Figure 5: Sections through Earth's interior beneath regions centered on (a) north America (b) Hawaii (c) South Africa,
illustrating the variation in the nature of "D" layer and the role of upwelling and downwelling. After Kearey et al. 2002.

In this context, i.e.; the role of mantle plumes can be linked to the general fluctuation
of sea level with the sea floor as an acting function. It is conspicuous that the effect is
interactive with architecture of carbonate sedimentation to produce a hallmark in the
succession. High stand and Low stand could bear more than dual meaning, but at least,
Volcanism and LIPs have its share in the precipitation control.

Environmental consequences:
Connections between large historic basaltic eruptions and perturbations of the global
environment are well documented (Neal, et al., 2008). Recent data increasingly suggests
temporal correlation between LIP formation and significant oceanographic, biotic and
climatic events (Neal, et al., 2008), figure6. The study of LIPs and extinction events is
part of a boarder inquiry into the climatic effects of LIPs. Emplacement of a LIP may
release massive amounts of SO2 into the atmosphere causing global cooling and acid
rain, and CO2, which has a strong greenhouse effect. Furthermore, a minor temperature
increase can potentially trigger a massive gas hydrate melting and thus a LIP event can
have an effect far greater that its direct contribution to climate change (Ernst et al.,
2005). The most severe impact of LIP formation was Oceanic Anoxic Events
(OAEs),(Neal, et al., 2008). These OAEs were episodes of wide spread marine anoxia
during which large amounts of organic carbon were buried on the ocean floor under
oxygen-deficient bottom water (Turgeon & Creaser, 2008).
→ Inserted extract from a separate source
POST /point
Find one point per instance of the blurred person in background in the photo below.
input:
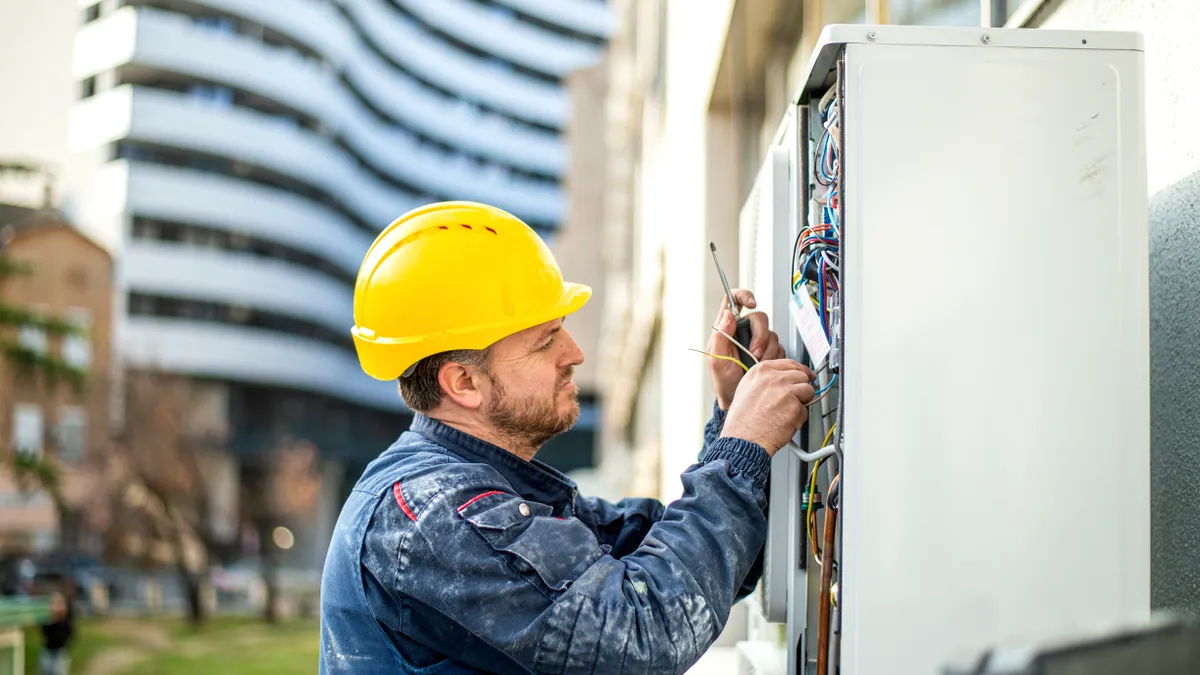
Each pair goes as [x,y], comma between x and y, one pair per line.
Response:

Figure 6: [A] Phanerozoic global LIP distribution, [B] holistic representation of LIP emplacement and associated
environmental effects. After Neal, et al., 2008.

References
Ernst, R. E., Buchan, K. L., & Campbell, I. H. (2005). Frontiers in Large Igneous Province Research.
LTHOS (79), 271-297.
Kaerey, P., Brooks, M., & Hill, I. (2002). An Introduction to Geophysical Exploration. Cornwall:
Blackwell Science Limited.
Neal, C. R., Coffin, M. F., Arndt, N. T., Robert, D. A., Eldholm, O., Erba, E., et al. (2008).
Investigating Large Igneous Province Formation and Associated Paleoenvironmental Events: A
White Paper for Scientific Drilling. Scientific Drilling (6), 4-17.
Schlager, W. (2005). CARBONATE SEDIMENTOLOGY AND SEQUENCE STRATIGRAPHY (Vol. 8). (L. J.
Crossery, Ed.) USA: SPEM(Society for Sedimentary Geology).
Turgeon, S. C., & Creaser, R. A. (2008, July). Creataceous Oceanic Anoxic Event2 Triggered by a
Massive Magmatic Episode. Nature , 323-327.